Textos


 
Um olhar a Deriva 

Capítulo I 
Uma Dúvida. 
 
O dia estava muito úmido, pouco sol, às vezes um facho de luz sim, às vezes não, mais para menos e menos para sim, as nuvens eram muitas e de cor pálida, uma cor que dá vontade de chorar, parecia que o céu encolhera e começou arrochar a cidade toda, as nuvens eram muito densas, pesadas, o número de nuvens que estacionavam sobre a cidade era maior que o número de nuvens que zarpavam. 

A rua estava escorregadia, rua antiga, pavimentada com pedras preta, esta já fora um dia uma rua quase perfeita, as pedras se encaixavam em detalhes calculados até nos milímetros, uma ladeira íngreme, a calçada feita em pedra-rosa, calçada estreita. 

A Rua Brejo Raso fica no Bairro dos Aflitos, bairro calmo, iluminação pobre, ficava a um tiro de arco da Praça Filhos de Zeus, com mais dois tiros de pedras ficava a capela Coração de Jesus no centro da cidade. A rua hoje não é mais quase perfeita, algumas pedras elevaram, outras rebaixaram mais e outras se afastaram, algumas até giraram.  

Às vezes o cavalo tropeça, o coche balança, o cocheiro irrita, o chicote estala, o passageiro calcula mais dois quartos de horas para chegar ao destino. 

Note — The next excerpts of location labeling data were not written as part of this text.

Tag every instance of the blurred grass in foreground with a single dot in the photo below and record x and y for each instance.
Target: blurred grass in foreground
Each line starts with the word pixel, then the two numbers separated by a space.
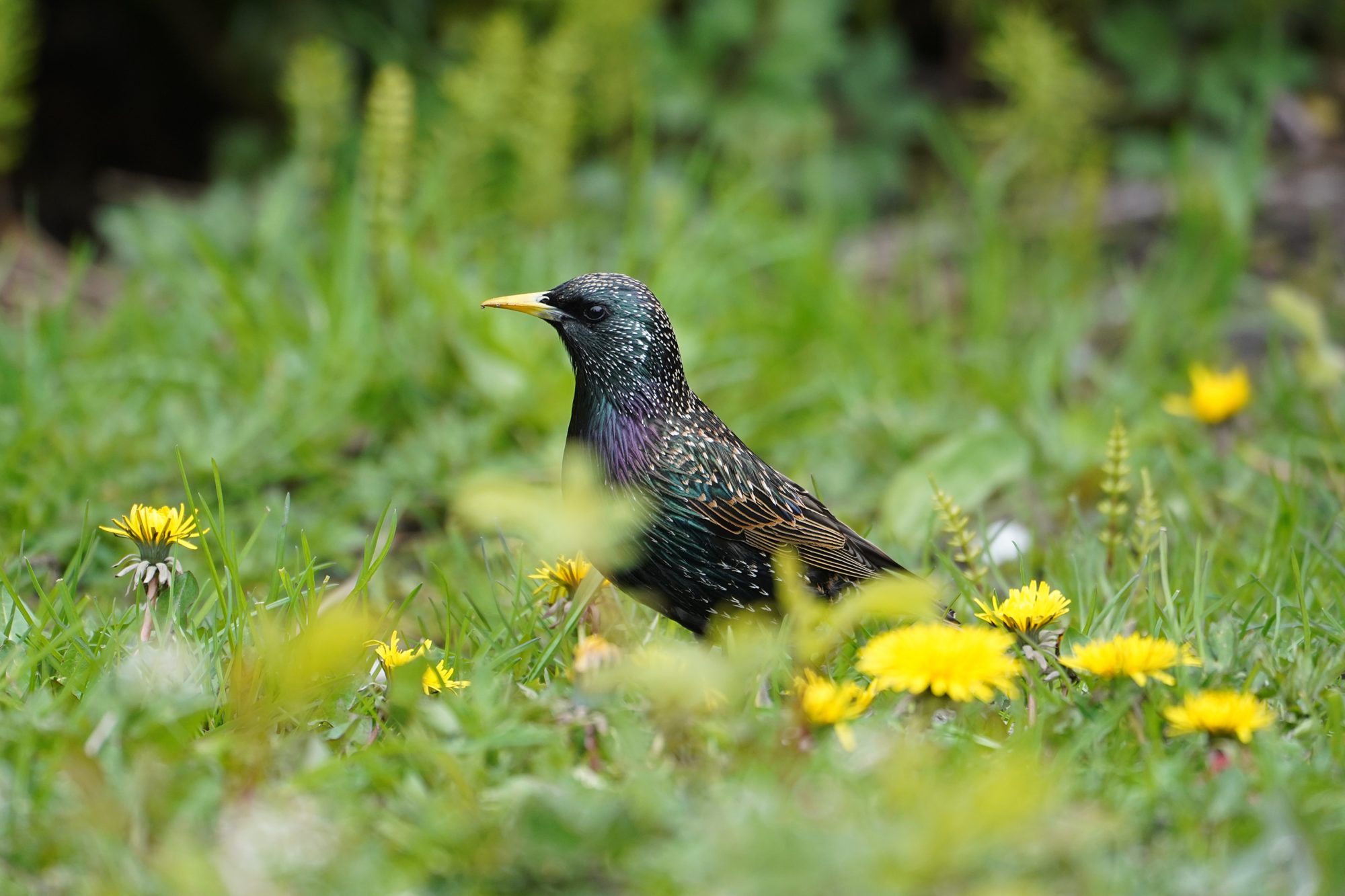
pixel 302 361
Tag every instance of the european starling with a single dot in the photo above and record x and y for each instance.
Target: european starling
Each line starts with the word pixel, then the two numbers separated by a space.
pixel 715 513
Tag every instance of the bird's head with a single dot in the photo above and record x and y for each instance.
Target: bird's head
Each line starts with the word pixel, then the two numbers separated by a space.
pixel 619 338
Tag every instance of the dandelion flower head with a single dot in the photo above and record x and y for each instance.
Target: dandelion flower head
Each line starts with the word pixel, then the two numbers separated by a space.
pixel 1027 608
pixel 1140 657
pixel 1215 396
pixel 964 663
pixel 1219 712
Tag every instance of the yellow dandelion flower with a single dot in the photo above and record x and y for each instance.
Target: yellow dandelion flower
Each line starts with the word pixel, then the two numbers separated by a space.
pixel 440 677
pixel 964 662
pixel 154 532
pixel 392 655
pixel 1219 712
pixel 435 678
pixel 562 580
pixel 1140 657
pixel 594 653
pixel 828 702
pixel 1215 396
pixel 1027 608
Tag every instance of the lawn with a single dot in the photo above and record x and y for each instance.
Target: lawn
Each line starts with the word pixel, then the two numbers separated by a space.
pixel 302 364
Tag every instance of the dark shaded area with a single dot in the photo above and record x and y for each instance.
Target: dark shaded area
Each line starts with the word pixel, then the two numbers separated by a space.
pixel 132 88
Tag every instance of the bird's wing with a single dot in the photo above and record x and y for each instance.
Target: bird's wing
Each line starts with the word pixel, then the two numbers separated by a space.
pixel 738 493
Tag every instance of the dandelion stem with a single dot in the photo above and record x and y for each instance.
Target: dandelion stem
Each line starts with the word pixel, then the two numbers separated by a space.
pixel 151 598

Neste dia, 6 de junho de 69 nasceu Oscar Alho das Lamas, na Rua Brejo Raso, numa casa de paredes de cor areia, telha de barro, piso de madeira, os quartos não eram muitos, mas não menos de três, a sala de visita não tinha fotografias, mas quadros de afrescos, eram três, Diotima, Aspásia a cortesã e Frigga, todas em tamanho real e um guache de Afrânio Pessoa Castelo Branco perto da porta que dá passagem à sala de jantar. 

Oscar Alho estava no regaço da mãe, ela estava de braços nus, a pele arrepiava devido há uma corrente de ar gélido que rompia pelas frestas de uma janela fechada com desleixo. O nascimento de um ser que representa esperança e inocência pode ser visto como um fruto de malícia ou pecado? 

Delícia das Costas Lamas, a progenitora, deixou os olhos vagarem pelo corpo do rebento, um tanto quanto inerte, bracinhos roliços e curtos, um peito alto, todavia estreito, pernas longas e fortes, pés enormes, dedos cumpridos, o rosto não era comprido, mas também não é de todo arredondado.

Olhos negros, nariz não pontiagudo, lábios carnudos e largos, as mãos eram tão grandes quantos os pés, a criança era perfeita, bonita. As mães sempre acham suas crias lindas, a pele não era branquinha, branquinha não, era uma pele cor bege clarim, suave, parecia pele de pêssego, sedosa. 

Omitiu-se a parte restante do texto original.